Trying to convince herself she was doing the right thing, she wrote: “Some mean people said it’s bleach and harmful for kids. But it’s helped so many!”
No. It. Hasn’t. At least these news stories reported correctly what all the nasty stuff these mothers of autistic children were inducing their children to excreted from their rectums: Mucus, colonic lining, and poop. They also show images of skin burns from MMS.

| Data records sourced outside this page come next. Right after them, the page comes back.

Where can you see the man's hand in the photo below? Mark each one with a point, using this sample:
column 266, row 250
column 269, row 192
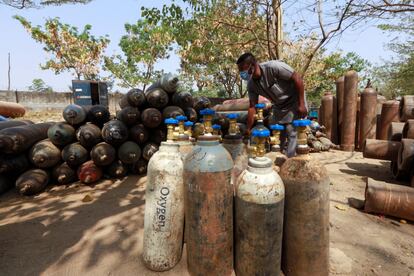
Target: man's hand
column 302, row 111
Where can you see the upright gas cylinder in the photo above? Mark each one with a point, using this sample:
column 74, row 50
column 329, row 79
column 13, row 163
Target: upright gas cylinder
column 233, row 143
column 182, row 138
column 209, row 207
column 259, row 214
column 306, row 224
column 164, row 208
column 276, row 155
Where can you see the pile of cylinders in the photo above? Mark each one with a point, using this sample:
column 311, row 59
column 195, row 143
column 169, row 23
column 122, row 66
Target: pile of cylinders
column 238, row 225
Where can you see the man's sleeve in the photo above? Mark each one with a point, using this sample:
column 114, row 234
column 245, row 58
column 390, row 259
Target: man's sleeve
column 280, row 70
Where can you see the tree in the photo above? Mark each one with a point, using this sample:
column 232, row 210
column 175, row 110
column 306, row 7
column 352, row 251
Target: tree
column 70, row 49
column 145, row 43
column 23, row 4
column 38, row 85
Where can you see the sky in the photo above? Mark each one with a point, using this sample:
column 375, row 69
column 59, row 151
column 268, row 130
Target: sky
column 108, row 17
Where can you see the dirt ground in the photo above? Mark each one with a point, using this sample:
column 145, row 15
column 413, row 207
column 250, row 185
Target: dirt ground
column 60, row 233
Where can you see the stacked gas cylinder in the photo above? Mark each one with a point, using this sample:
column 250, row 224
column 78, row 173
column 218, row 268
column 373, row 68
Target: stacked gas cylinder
column 233, row 212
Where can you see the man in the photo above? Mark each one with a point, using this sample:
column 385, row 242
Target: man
column 278, row 82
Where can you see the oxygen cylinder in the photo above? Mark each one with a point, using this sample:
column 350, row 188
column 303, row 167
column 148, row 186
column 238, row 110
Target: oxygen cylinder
column 306, row 220
column 103, row 154
column 191, row 114
column 151, row 117
column 182, row 138
column 44, row 154
column 18, row 139
column 64, row 174
column 164, row 207
column 209, row 208
column 117, row 169
column 129, row 152
column 259, row 207
column 172, row 111
column 13, row 123
column 88, row 172
column 74, row 114
column 74, row 154
column 183, row 99
column 129, row 115
column 139, row 167
column 134, row 97
column 89, row 135
column 32, row 182
column 149, row 150
column 156, row 97
column 233, row 143
column 277, row 157
column 139, row 134
column 114, row 132
column 61, row 134
column 98, row 115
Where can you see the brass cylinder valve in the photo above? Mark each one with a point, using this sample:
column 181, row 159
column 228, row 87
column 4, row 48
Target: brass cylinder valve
column 260, row 137
column 207, row 118
column 275, row 138
column 301, row 126
column 171, row 123
column 233, row 126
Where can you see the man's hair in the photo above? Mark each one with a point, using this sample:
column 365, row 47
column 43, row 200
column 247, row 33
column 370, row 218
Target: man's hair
column 246, row 57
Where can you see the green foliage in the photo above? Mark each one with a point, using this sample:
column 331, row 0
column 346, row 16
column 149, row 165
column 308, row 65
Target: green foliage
column 145, row 43
column 70, row 49
column 38, row 85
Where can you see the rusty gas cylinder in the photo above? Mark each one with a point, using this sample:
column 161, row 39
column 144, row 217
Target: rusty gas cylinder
column 389, row 199
column 17, row 139
column 306, row 220
column 406, row 108
column 408, row 129
column 368, row 116
column 139, row 134
column 259, row 207
column 134, row 97
column 44, row 154
column 88, row 172
column 98, row 115
column 129, row 115
column 151, row 117
column 329, row 106
column 74, row 154
column 340, row 103
column 349, row 111
column 13, row 164
column 201, row 103
column 103, row 154
column 139, row 167
column 381, row 149
column 164, row 207
column 172, row 111
column 32, row 182
column 116, row 169
column 183, row 99
column 191, row 114
column 114, row 132
column 156, row 97
column 129, row 152
column 389, row 114
column 89, row 135
column 63, row 174
column 61, row 134
column 395, row 131
column 74, row 114
column 209, row 208
column 13, row 123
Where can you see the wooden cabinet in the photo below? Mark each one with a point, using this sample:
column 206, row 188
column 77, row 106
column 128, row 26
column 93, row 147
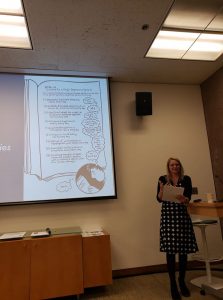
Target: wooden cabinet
column 97, row 261
column 55, row 266
column 14, row 270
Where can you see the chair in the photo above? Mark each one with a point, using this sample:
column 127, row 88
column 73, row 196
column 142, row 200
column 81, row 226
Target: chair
column 208, row 283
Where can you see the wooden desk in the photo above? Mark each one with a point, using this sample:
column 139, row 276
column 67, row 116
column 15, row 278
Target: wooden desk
column 55, row 266
column 214, row 209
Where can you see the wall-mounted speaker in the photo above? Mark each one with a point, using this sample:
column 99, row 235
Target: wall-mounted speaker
column 143, row 103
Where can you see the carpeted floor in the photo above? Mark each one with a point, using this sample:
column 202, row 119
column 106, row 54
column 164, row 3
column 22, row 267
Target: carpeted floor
column 146, row 287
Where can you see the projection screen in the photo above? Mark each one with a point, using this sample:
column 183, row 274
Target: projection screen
column 55, row 139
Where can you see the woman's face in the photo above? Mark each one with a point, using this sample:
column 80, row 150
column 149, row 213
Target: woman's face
column 174, row 167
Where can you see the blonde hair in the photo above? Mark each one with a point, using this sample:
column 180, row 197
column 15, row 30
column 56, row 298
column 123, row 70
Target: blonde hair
column 168, row 168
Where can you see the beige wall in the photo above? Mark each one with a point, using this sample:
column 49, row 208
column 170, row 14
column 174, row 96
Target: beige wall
column 142, row 146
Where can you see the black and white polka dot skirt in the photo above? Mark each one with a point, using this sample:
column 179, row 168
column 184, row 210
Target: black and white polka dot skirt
column 176, row 230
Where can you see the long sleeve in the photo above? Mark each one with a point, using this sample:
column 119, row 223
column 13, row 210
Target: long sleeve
column 163, row 180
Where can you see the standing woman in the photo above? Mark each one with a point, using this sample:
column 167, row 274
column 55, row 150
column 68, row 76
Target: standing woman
column 176, row 229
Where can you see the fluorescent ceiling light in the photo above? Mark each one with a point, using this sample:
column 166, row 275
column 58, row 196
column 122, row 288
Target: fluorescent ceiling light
column 13, row 28
column 11, row 6
column 206, row 47
column 186, row 45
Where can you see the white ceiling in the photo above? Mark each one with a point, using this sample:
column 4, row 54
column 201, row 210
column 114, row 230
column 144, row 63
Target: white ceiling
column 105, row 37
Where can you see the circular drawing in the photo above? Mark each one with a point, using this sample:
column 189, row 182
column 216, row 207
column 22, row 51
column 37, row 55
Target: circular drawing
column 90, row 178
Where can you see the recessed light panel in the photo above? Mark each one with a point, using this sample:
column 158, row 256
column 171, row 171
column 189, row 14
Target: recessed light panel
column 206, row 47
column 13, row 28
column 11, row 7
column 171, row 44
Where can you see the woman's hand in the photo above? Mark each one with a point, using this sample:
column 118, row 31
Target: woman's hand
column 161, row 186
column 182, row 199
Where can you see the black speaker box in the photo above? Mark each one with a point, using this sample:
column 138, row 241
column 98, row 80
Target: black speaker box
column 143, row 103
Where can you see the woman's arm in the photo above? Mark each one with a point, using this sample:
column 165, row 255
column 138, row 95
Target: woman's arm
column 160, row 185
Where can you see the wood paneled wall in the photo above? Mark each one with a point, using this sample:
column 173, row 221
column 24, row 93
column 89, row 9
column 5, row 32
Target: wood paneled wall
column 212, row 95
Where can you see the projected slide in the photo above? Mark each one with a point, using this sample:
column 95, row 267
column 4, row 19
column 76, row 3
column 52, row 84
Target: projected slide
column 67, row 142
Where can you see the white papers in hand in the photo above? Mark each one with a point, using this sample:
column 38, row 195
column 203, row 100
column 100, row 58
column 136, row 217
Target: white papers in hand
column 170, row 192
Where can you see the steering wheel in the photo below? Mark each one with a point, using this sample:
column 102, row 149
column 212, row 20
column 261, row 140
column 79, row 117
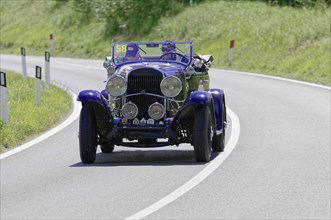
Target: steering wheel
column 172, row 54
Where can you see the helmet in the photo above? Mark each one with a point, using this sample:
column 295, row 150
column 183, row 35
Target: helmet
column 168, row 45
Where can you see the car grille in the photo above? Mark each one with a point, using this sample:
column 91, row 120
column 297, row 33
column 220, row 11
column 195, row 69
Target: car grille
column 147, row 80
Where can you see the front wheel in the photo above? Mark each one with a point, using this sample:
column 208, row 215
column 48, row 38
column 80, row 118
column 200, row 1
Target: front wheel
column 202, row 132
column 87, row 135
column 218, row 143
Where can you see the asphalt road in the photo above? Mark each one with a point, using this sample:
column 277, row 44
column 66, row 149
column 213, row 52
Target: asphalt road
column 278, row 169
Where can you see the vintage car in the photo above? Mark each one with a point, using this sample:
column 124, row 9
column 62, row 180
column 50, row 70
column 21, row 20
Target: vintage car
column 153, row 101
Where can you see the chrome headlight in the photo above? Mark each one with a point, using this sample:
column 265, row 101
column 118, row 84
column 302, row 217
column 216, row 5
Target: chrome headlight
column 171, row 86
column 116, row 86
column 156, row 111
column 130, row 110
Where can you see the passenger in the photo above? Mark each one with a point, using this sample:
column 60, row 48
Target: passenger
column 132, row 52
column 169, row 48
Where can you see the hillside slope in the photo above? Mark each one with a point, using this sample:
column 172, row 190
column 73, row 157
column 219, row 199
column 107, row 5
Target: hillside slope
column 282, row 41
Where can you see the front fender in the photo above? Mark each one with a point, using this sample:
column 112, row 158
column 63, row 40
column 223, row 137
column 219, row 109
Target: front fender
column 92, row 96
column 100, row 106
column 186, row 112
column 219, row 100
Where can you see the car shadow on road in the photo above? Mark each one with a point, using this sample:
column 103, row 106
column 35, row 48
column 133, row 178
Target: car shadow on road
column 145, row 158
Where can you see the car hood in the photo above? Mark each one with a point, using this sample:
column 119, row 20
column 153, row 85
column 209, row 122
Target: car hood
column 164, row 67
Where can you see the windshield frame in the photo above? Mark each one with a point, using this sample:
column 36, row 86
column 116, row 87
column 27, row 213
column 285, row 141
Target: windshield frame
column 151, row 52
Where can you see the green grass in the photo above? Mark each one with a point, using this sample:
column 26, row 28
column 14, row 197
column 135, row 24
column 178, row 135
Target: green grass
column 26, row 119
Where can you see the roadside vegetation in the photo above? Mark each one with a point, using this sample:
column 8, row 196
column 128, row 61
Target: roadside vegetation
column 287, row 38
column 284, row 38
column 26, row 119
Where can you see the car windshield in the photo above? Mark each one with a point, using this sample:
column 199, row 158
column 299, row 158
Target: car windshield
column 151, row 51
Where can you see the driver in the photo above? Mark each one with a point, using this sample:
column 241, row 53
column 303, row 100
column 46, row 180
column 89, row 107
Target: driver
column 132, row 52
column 169, row 49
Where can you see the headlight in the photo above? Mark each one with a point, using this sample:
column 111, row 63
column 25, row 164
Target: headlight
column 130, row 110
column 156, row 111
column 116, row 86
column 171, row 86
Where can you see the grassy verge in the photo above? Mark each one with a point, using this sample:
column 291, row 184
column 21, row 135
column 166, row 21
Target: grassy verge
column 25, row 118
column 283, row 41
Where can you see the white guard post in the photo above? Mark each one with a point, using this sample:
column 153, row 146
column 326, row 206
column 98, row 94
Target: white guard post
column 3, row 98
column 51, row 44
column 38, row 85
column 231, row 52
column 47, row 73
column 25, row 75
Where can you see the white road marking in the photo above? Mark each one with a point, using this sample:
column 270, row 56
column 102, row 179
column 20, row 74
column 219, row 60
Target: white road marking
column 210, row 168
column 74, row 115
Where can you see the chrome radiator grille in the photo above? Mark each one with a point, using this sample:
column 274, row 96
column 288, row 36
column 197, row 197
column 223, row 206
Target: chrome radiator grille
column 145, row 80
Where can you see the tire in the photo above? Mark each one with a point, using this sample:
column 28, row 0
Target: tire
column 107, row 148
column 202, row 134
column 218, row 143
column 87, row 135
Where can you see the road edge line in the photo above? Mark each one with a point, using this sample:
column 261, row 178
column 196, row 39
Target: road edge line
column 74, row 115
column 202, row 175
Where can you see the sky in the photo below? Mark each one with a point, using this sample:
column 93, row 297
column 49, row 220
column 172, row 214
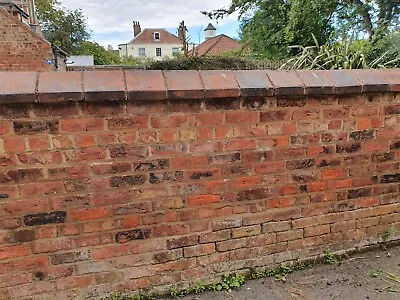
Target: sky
column 111, row 21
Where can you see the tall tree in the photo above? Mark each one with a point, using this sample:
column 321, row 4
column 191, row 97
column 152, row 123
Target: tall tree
column 62, row 27
column 270, row 26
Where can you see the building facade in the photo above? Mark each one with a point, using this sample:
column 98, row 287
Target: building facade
column 151, row 43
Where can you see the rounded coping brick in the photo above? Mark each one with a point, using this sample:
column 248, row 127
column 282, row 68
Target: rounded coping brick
column 139, row 85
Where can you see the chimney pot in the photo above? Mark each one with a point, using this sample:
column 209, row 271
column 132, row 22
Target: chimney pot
column 136, row 28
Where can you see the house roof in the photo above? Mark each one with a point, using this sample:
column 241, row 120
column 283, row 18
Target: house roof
column 210, row 27
column 217, row 45
column 146, row 37
column 17, row 7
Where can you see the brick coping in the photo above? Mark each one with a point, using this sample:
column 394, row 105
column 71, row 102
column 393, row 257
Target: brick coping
column 140, row 85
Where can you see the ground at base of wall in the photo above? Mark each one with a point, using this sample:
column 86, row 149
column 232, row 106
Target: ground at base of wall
column 358, row 277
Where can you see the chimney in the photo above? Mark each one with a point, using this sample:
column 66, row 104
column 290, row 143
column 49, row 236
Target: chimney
column 136, row 28
column 210, row 32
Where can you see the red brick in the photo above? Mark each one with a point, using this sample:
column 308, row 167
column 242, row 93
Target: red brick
column 241, row 117
column 289, row 235
column 53, row 245
column 110, row 251
column 242, row 144
column 203, row 200
column 199, row 250
column 189, row 162
column 14, row 252
column 14, row 144
column 89, row 214
column 246, row 182
column 79, row 125
column 246, row 231
column 39, row 143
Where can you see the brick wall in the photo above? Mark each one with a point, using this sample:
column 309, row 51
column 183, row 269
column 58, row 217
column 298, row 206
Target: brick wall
column 20, row 48
column 119, row 181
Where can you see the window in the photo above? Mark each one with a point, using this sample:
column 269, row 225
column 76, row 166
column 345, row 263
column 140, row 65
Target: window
column 175, row 52
column 142, row 52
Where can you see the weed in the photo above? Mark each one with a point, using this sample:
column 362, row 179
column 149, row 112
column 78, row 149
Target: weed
column 387, row 234
column 119, row 296
column 374, row 273
column 227, row 283
column 330, row 258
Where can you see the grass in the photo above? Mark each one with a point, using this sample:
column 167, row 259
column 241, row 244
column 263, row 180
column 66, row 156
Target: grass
column 393, row 279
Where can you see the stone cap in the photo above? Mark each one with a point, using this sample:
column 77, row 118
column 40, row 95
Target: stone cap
column 131, row 85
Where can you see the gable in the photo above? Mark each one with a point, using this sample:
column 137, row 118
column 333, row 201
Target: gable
column 217, row 45
column 147, row 37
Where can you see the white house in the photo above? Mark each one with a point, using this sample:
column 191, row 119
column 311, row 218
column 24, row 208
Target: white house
column 152, row 43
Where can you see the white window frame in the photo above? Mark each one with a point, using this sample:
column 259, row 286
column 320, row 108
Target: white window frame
column 175, row 51
column 142, row 53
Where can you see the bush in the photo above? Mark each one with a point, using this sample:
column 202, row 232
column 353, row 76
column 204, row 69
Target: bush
column 385, row 52
column 202, row 63
column 348, row 55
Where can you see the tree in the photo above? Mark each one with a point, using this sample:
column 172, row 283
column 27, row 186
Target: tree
column 64, row 28
column 100, row 54
column 270, row 26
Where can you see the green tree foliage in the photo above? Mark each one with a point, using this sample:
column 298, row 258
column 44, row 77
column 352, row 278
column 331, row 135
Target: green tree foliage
column 100, row 54
column 270, row 26
column 64, row 28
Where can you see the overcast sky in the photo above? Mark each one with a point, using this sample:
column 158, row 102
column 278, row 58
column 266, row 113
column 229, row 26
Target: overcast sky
column 111, row 21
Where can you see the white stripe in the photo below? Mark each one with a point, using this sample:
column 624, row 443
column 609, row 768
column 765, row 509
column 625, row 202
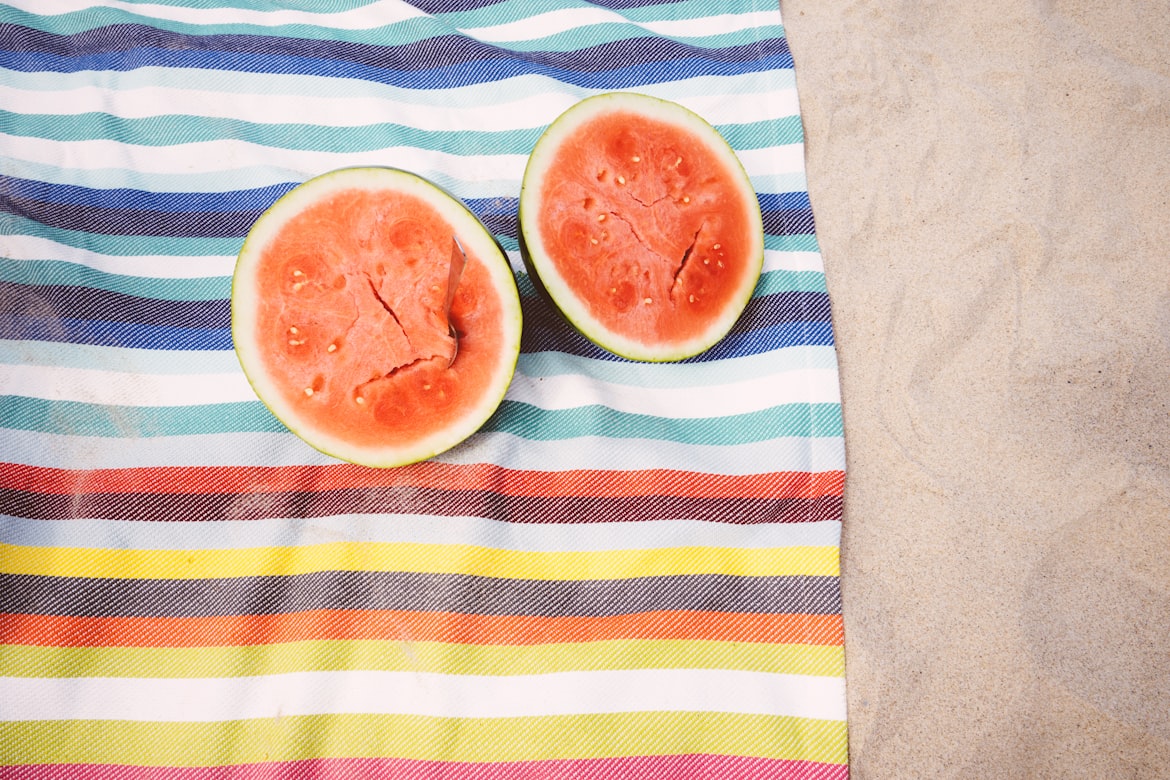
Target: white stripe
column 115, row 388
column 573, row 19
column 566, row 392
column 353, row 111
column 557, row 392
column 370, row 16
column 211, row 156
column 217, row 154
column 793, row 261
column 277, row 449
column 696, row 90
column 421, row 694
column 412, row 529
column 28, row 247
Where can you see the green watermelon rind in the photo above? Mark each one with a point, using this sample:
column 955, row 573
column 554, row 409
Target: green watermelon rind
column 543, row 270
column 475, row 237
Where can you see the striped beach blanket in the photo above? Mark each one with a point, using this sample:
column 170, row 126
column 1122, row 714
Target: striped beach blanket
column 630, row 572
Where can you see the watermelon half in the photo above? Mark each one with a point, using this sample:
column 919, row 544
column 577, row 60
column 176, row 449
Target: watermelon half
column 640, row 223
column 344, row 302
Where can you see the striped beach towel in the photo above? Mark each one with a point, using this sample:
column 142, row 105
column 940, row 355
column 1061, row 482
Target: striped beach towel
column 630, row 572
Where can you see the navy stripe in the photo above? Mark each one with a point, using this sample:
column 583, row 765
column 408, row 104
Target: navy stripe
column 770, row 323
column 438, row 52
column 104, row 333
column 60, row 302
column 412, row 591
column 66, row 302
column 259, row 198
column 109, row 220
column 439, row 62
column 234, row 200
column 124, row 221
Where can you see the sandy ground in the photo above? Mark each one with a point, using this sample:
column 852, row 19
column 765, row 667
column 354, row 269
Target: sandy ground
column 991, row 184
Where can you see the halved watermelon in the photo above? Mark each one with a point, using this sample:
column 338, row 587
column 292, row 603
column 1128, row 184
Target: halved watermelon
column 640, row 223
column 343, row 302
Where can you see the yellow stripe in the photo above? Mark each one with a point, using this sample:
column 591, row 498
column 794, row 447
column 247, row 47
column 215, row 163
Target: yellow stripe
column 436, row 559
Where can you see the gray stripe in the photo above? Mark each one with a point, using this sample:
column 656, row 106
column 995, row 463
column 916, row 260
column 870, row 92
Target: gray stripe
column 414, row 592
column 789, row 454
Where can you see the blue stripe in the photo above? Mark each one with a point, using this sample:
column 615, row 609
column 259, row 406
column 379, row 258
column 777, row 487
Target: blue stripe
column 232, row 214
column 564, row 339
column 434, row 63
column 102, row 333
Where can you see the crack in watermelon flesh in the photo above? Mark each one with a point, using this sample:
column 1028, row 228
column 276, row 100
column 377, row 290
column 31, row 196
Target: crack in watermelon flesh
column 360, row 324
column 644, row 227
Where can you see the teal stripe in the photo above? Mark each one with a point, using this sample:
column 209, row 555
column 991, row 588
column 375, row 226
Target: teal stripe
column 265, row 175
column 211, row 288
column 110, row 358
column 537, row 364
column 178, row 247
column 403, row 33
column 511, row 11
column 523, row 420
column 181, row 129
column 335, row 6
column 787, row 281
column 77, row 419
column 672, row 375
column 50, row 271
column 593, row 35
column 531, row 422
column 410, row 529
column 77, row 451
column 695, row 9
column 806, row 242
column 763, row 135
column 245, row 178
column 755, row 83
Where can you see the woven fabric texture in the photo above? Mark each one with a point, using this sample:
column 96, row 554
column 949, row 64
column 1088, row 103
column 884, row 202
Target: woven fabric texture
column 630, row 572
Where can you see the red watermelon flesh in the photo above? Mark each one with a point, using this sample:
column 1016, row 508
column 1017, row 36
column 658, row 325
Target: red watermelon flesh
column 339, row 315
column 641, row 226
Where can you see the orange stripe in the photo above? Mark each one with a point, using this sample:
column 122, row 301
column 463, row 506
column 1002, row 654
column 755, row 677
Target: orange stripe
column 428, row 474
column 54, row 630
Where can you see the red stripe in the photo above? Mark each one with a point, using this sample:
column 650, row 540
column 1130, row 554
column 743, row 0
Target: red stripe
column 428, row 474
column 56, row 630
column 634, row 767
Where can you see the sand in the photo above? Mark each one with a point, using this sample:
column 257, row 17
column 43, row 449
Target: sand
column 991, row 185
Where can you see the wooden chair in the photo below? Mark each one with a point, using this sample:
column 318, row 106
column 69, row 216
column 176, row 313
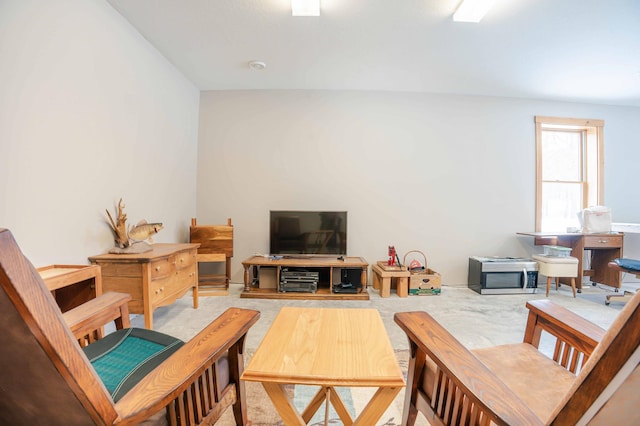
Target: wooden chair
column 47, row 378
column 593, row 377
column 216, row 246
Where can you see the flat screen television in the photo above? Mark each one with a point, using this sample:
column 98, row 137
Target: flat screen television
column 307, row 232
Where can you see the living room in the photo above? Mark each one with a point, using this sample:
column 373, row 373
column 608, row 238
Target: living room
column 91, row 112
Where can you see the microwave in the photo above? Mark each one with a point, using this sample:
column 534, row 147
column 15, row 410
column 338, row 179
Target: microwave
column 502, row 275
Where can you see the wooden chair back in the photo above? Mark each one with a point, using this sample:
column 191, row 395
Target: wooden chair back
column 610, row 379
column 44, row 373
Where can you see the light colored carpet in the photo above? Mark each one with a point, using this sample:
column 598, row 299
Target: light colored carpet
column 475, row 320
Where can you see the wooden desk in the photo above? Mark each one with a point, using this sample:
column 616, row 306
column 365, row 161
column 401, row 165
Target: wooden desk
column 327, row 348
column 72, row 285
column 155, row 278
column 603, row 247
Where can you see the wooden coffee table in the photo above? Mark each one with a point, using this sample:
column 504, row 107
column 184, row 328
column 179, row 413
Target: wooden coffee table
column 328, row 348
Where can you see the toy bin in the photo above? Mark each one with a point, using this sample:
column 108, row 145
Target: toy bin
column 423, row 281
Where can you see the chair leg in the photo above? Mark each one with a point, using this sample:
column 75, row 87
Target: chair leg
column 548, row 285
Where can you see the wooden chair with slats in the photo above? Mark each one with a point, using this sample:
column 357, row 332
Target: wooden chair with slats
column 216, row 247
column 48, row 378
column 592, row 378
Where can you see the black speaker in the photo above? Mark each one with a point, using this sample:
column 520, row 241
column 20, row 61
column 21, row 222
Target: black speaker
column 351, row 276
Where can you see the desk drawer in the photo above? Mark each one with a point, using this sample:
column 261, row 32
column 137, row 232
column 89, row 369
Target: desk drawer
column 596, row 241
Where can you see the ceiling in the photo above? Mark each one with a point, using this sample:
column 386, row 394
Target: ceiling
column 570, row 50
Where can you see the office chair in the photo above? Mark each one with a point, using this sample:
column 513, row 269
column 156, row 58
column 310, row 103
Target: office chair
column 630, row 266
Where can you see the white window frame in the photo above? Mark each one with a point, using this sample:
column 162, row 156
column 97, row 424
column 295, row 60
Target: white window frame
column 593, row 128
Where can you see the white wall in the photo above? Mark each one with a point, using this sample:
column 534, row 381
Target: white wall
column 452, row 176
column 89, row 113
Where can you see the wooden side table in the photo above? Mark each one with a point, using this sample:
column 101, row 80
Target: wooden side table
column 72, row 285
column 382, row 276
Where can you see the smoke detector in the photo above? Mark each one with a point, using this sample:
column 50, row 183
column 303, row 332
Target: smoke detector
column 257, row 65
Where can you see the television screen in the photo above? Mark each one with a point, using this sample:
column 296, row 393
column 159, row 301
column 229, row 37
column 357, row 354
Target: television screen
column 307, row 232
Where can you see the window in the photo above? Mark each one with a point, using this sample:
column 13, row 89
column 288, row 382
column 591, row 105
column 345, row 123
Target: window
column 569, row 170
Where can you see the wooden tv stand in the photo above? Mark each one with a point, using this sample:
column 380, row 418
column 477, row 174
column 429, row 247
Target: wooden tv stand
column 262, row 275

so where is all this MMS quackery originating from? I mentioned Jim Humble, who is the founder of the Genesis II Church. Yes, indeed, there’s religion in this quackery, and Genesis II touts it for autism, breast cancer, malaria, and many other diseases. Humble himself claims that he is from another galaxy. Not surprisingly, Humble’s “archbishop” Mark Grenon claimed immunity due to his being an archbishop and Genesis II being a church.
Actually, it’s more like a cult. In reality, it’s a bleach cult, as this Irish report shows, with its expose on quack Dr. Andreas Kalcker. Interestingly, a chemical analysis of MMS undertaken by the reporters doing this segment found that MMS was [email protected] sodium chlorite and 10% chlorine dioxide, both of which are toxic.
Elsewhere in Ireland:
An appeal by a Kildare man against his conviction for the manufacture and supply of an industrial bleach product as illegal medicine has been struck out after he failed to show up in court.
The Circuit Court in Naas struck out the appeal by Patrick Merlehan, who was convicted on 27 October 2016 at Naas District Court of the manufacture and supply of Miracle Mineral Solution, on the Irish market, and was fined a total of €4,000.
Merlehan was fined a total of €4,000 for the manufacture and supply of the unauthorised medicinal product.
Merlehan had offered an autism activist, Fiona O’Leary, MMS as a claimed cure for her child’s autism. Ms O’Leary gave evidence in the 2016 case.
Good going, Fiona!
I’ll end as I began. Jim Humble and Kerri Rivera are quacks of the vilest sort, selling ineffective and potentially dangerous bleach, all the while attacking their critics as vigorously as I mentioned about other quacks yesterday. They’ve also created what advocates call the “CD community” (for chlorine dioxide), where parents swap stories of their experiences with MMS. I keep asking this question: Will the autism “biomed” underground ever renounce using bleach to treat autism? The answer, sadly, appears to be no.